What is now a much-loved attraction called Monkey Island was once a little more like a monkey detention center.
The island itself wasn’t always an island. It started out as an easily-missed rock outcropping that took out the bottom of boats on a fairly regular basis. A developer named G.A. “Furgy” Furgason finally decided to take action, and instructed crew members busy at a nearby location to “throw some dirt” on the rock pile to keep boaters from bottoming out. The crew were a little over-enthusiastic, and when Furgason returned from a business trip in Africa, where a small, hardly noticeable outcropping used to be there was now what could only be described as a small island. Always the optimist, the developer threw a lighthouse and a few trees onto the new island and went back to more pressing business, primarily the new wildlife attraction (now Homosassa Wildlife State Park) he was building a little way up the stream. The attraction was to include all sorts of exotic plants and wild animals, including a small group of monkeys brought into the country by polio researcher Dr. John Hamlet. Their use as research animals exhausted, they were to retire to the wildlife park as attractions.

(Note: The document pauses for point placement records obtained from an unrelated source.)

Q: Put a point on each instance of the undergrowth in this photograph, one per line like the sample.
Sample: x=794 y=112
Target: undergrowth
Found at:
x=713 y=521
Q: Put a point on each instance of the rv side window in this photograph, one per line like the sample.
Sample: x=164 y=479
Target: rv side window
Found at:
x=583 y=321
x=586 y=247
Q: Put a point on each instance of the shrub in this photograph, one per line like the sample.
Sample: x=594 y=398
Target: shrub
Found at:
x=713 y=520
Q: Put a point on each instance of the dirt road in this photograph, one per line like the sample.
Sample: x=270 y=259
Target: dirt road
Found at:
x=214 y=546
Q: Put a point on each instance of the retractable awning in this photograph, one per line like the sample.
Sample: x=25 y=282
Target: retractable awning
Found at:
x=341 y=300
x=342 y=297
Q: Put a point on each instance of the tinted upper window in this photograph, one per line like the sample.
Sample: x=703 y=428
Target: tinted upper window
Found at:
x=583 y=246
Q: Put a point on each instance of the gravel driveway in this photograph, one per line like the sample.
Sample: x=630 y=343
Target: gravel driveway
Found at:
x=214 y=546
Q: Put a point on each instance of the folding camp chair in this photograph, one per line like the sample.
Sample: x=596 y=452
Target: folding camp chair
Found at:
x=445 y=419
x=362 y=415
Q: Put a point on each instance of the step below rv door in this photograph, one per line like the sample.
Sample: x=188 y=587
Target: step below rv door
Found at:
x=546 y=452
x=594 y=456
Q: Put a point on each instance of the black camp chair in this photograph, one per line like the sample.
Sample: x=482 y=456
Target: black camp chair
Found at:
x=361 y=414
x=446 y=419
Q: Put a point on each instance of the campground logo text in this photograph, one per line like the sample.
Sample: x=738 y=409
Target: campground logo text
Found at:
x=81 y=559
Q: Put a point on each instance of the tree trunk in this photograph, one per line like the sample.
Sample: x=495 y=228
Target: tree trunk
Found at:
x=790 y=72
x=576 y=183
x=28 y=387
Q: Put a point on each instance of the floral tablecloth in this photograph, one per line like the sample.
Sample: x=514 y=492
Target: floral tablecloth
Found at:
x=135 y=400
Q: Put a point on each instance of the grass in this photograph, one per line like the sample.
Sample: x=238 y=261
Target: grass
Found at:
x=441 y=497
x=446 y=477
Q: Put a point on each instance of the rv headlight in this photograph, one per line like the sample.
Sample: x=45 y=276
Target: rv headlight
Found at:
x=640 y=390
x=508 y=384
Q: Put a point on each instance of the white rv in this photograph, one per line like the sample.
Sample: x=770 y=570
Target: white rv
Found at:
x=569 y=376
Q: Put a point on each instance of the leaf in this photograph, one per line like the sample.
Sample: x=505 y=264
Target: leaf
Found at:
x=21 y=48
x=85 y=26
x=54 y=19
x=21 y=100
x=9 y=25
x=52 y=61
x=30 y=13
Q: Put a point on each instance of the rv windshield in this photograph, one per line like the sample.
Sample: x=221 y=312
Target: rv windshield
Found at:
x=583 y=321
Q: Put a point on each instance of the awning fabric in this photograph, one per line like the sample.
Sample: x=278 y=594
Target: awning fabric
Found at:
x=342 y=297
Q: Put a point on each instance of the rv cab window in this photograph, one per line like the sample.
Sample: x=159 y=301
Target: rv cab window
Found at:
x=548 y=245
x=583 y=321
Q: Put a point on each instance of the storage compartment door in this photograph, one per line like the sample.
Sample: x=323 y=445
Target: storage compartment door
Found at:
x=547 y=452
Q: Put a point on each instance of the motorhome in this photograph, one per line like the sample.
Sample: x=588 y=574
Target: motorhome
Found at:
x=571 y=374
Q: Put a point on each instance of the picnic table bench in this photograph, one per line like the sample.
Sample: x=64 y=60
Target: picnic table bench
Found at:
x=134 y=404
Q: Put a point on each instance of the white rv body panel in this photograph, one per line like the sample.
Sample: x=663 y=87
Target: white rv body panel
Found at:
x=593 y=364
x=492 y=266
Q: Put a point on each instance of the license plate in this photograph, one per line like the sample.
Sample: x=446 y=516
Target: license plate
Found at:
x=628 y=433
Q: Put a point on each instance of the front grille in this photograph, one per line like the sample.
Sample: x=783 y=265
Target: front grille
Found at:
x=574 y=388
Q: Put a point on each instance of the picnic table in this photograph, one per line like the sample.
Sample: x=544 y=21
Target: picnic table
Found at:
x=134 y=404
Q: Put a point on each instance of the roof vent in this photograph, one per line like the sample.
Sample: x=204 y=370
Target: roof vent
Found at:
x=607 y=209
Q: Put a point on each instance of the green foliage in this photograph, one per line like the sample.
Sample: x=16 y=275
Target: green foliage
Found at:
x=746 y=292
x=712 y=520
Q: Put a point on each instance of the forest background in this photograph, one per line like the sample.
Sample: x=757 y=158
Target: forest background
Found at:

It’s fairly common knowledge that monkeys and their hijinks can be amusing, but they are clearly also a giant pain in the ass—and these particular monkeys were exceptional escape artists and a special sort of obnoxious. After several run-ins with tourists that included swiping candy from children, breaking into cars, and taking bites out of trusting, food offering hands, Furgy was up to his ears in monkey business and repeatedly stated he wished he could send the little hooligans to Alcatraz. Then, it dawned on him. He had a monkey-sized Alcatraz right there in his grasp-the tiny island with the wee little lighthouse, the perfect getaway for the monkeys to live in peace, observed by visitors who could enjoy them without becoming victims of their mischief. The three spider monkeys and two squirrel monkeys were shipped off to their new monkey jail, which of course then earned a name and became an official plot of land—Monkey Island.
After some trial and error, (trees originally planted had to be replaced with some that were a little less delicious to the monkeys, huts built to act as homes needed to be rebuilt a little more durable) peace between man and beast finally settled across Homosassa, and 40 years later, the surviving monkeys (and some new additions!) still live and play freely on the island while delighted tourists observe from a safe distance.